Bah, I'm the oldest of 12. Not two full sports teams, but given that the youngest is 26 years younger than me, I'm not surprised that mom stopped short of the total.
Liberal Feminists
11-08-2005, 00:46
Oh goodie, a how would you raise your child thread. But i keep promising myself that i won't have kids till my career is up and running, so no rush here. Firstly, it would be a vegetarian. I'm planning on being a single mother since i have problems with commitment, so no chances of my partner and i disagreeing. I've come to the conclusion that by giving kids little choices to make, they are more likely to listen to you in the big things. For example, a choice about where they want to go for the weekend would probably make them easier to please throughout it.

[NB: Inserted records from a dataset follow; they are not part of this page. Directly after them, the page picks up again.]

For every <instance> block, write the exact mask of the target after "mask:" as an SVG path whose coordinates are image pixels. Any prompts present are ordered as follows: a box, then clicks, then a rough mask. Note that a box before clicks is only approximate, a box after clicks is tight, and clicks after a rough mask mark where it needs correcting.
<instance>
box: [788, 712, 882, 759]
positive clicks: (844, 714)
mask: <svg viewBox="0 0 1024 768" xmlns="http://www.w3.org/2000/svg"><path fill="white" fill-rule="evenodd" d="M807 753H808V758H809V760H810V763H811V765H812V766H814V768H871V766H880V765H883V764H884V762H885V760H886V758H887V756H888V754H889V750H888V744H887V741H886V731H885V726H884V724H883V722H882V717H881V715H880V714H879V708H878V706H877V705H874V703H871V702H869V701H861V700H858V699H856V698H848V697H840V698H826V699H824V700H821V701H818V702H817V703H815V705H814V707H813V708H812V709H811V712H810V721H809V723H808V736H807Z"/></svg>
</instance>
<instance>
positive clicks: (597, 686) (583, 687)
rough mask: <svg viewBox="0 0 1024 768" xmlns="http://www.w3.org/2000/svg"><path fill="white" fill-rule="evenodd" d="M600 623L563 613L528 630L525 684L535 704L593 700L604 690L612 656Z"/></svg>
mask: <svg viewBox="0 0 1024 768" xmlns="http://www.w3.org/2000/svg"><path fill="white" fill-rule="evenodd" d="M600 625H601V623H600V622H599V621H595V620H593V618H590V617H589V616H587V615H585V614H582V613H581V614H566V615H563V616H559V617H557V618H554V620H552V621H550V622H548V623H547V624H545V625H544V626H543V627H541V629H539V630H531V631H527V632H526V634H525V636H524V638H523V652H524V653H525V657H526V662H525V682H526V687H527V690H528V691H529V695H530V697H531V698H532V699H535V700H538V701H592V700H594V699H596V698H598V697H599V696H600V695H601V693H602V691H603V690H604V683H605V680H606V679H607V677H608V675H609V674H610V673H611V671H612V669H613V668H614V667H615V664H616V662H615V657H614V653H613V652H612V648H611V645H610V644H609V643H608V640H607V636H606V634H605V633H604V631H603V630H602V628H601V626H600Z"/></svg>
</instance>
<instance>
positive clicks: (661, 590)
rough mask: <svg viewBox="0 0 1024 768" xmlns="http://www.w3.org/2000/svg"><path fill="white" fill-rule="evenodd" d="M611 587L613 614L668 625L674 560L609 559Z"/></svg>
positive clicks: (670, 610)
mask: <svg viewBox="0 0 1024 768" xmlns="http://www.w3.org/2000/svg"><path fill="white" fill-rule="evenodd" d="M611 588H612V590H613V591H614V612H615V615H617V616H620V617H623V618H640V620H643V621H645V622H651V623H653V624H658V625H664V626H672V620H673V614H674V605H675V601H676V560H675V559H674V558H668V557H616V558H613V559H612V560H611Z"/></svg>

I also feel that it is important to keep the lines of communication clear, so no forbidden topics. I would rather that my kid come to me for answers than seek them out on a plannedparenthood website like i had to. My child would have chores and limitations, but Rebecca Walker is living proof that people can change and a screwed up childhood is not an indicator of what will happen later on. I would encourage it to try everything once (not including intravenious drugs and prostitution!) and be open minded. Other than that, i would make it clear to not judge people until you know them, repect people, and take responsibility for his/her actions. I would punish it for lying, while in other cases simply explain why what he/she did was wrong.
Keruvalia
11-08-2005, 01:33
Holy crap, I hadn't even thought of adoption! I can have two football teams!! :D


Or, and consider this ... a small orchestra. Then, when they're trained and world famous, make sure they have at least 3 kids each themselves and you have a major orchestra, complete with choir.